1. Demand for Insurance
Consider the utility function u(x) = log x.
(a) Set up the individual's expected utility maximization problem. Derive the first-order condition.
(b) Find the optimal insurance coverage, C, when insurance is actuarially fair (i.e. q = p).
(c) Find the optimal insurance coverage when q > p.
(d) Comparative Statics. Use the first order condition from part (a) to find change in C = C(W, L, q, p) with respect to
(a) Probability
(b) Loss
(c) Wealth (Hint: consider IARA, CARA, DARA)
2. Supply of Insurance
Suppose there are two risk averse individuals, Cate and Dirk. They both face an identical independent risky prospect: each individual has a 50% chance of earning $100 and a 50% chance of earning $10. Let u(x) = log x be the utility function.
(a) Find Dirk's expected utility from this prospect.
(b) Suppose Cate and Dirk decide to pool their incomes. They pay their realized income into the pool and they each get half of the total income of the pool.
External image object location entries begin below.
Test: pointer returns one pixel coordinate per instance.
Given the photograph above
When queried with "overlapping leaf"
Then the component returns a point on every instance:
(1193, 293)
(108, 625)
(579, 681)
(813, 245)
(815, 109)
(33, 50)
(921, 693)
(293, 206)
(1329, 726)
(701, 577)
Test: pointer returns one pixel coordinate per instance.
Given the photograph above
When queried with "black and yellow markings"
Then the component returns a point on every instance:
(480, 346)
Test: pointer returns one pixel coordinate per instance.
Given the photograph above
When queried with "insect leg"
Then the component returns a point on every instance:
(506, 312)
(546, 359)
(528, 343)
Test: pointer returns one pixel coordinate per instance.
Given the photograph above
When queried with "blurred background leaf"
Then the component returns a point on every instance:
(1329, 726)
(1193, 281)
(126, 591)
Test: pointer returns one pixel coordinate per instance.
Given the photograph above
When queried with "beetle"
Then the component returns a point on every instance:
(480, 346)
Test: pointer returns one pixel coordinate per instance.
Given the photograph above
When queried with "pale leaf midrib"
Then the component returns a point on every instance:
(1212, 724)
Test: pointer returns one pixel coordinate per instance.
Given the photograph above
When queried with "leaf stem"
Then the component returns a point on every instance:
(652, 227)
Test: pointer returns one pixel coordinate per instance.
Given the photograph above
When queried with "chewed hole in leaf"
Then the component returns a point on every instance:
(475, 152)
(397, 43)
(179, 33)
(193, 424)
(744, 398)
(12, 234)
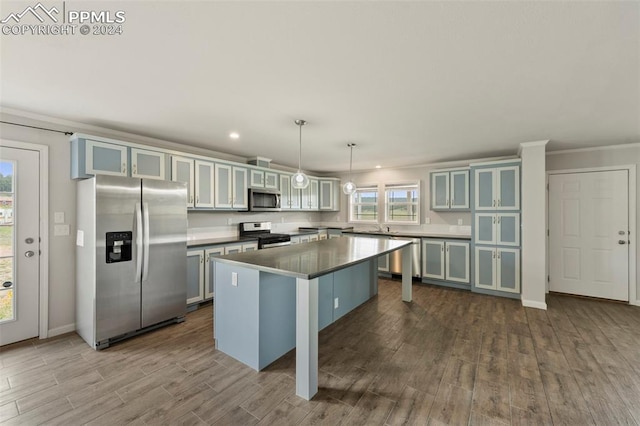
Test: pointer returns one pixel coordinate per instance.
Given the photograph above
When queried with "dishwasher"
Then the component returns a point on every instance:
(395, 258)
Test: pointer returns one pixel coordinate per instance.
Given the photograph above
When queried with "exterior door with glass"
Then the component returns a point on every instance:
(19, 244)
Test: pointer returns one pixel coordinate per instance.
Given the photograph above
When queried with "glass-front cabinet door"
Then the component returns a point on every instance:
(147, 164)
(440, 190)
(457, 261)
(240, 188)
(485, 271)
(106, 159)
(182, 171)
(508, 188)
(433, 259)
(204, 184)
(508, 266)
(208, 272)
(484, 189)
(195, 276)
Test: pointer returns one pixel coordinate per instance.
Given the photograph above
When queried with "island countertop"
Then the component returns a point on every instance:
(314, 259)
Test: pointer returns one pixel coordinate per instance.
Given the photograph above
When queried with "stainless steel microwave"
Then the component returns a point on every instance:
(264, 200)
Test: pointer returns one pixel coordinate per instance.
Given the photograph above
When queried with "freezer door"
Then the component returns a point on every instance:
(164, 271)
(117, 304)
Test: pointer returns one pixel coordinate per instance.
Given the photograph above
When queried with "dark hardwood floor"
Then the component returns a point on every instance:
(450, 357)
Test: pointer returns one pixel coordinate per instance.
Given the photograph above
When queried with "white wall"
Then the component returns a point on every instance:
(616, 156)
(62, 198)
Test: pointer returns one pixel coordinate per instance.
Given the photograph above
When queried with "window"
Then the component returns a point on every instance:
(402, 203)
(363, 205)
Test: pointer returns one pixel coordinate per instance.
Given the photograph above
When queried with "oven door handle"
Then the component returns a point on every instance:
(281, 244)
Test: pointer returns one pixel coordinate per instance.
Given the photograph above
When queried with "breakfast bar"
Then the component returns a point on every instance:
(268, 302)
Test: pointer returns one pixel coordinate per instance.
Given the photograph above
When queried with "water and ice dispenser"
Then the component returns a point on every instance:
(119, 246)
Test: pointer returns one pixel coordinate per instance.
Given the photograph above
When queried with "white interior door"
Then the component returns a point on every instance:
(589, 234)
(19, 244)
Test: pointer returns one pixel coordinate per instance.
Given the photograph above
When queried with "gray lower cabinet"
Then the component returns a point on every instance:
(445, 260)
(497, 269)
(450, 190)
(195, 276)
(200, 272)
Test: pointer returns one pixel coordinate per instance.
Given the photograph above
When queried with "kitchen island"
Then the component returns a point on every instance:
(270, 301)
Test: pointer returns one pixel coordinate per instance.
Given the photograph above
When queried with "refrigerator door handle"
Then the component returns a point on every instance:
(139, 251)
(145, 236)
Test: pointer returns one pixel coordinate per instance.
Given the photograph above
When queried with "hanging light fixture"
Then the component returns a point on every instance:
(350, 187)
(299, 180)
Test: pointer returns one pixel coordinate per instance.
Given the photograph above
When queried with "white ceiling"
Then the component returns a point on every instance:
(409, 82)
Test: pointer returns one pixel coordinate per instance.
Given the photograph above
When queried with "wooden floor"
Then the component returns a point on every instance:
(450, 357)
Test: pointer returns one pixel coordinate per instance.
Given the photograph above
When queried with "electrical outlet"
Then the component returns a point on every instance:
(58, 217)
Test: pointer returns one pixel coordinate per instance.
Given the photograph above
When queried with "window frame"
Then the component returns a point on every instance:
(387, 204)
(364, 188)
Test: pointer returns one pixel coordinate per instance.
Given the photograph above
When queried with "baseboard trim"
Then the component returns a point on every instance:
(62, 330)
(534, 304)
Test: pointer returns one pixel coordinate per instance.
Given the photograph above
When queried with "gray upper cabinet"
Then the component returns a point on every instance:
(204, 184)
(329, 194)
(263, 179)
(89, 158)
(230, 187)
(496, 227)
(450, 190)
(310, 195)
(497, 188)
(182, 170)
(147, 164)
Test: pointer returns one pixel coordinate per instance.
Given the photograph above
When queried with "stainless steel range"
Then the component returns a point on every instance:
(262, 231)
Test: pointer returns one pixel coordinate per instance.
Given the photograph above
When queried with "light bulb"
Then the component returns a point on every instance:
(299, 180)
(349, 188)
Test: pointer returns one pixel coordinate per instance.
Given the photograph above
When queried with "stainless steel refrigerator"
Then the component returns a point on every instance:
(131, 262)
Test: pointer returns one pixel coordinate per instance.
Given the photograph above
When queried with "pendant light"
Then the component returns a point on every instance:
(299, 180)
(350, 187)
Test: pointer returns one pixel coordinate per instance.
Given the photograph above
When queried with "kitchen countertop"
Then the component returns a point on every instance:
(219, 240)
(316, 258)
(411, 234)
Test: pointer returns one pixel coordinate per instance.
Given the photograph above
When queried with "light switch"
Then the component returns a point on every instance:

Find Dirk's expected utility under the pooling scheme. (Hint: Since the two prospects are identical and independent, there are four possible outcomes).
(c) Show that Dirk's expected utility under the pooling scheme is greater than his expected utility without the pooling scheme.
(d) Compare the variance of the risky prospect with the pooling scheme and without the pooling scheme.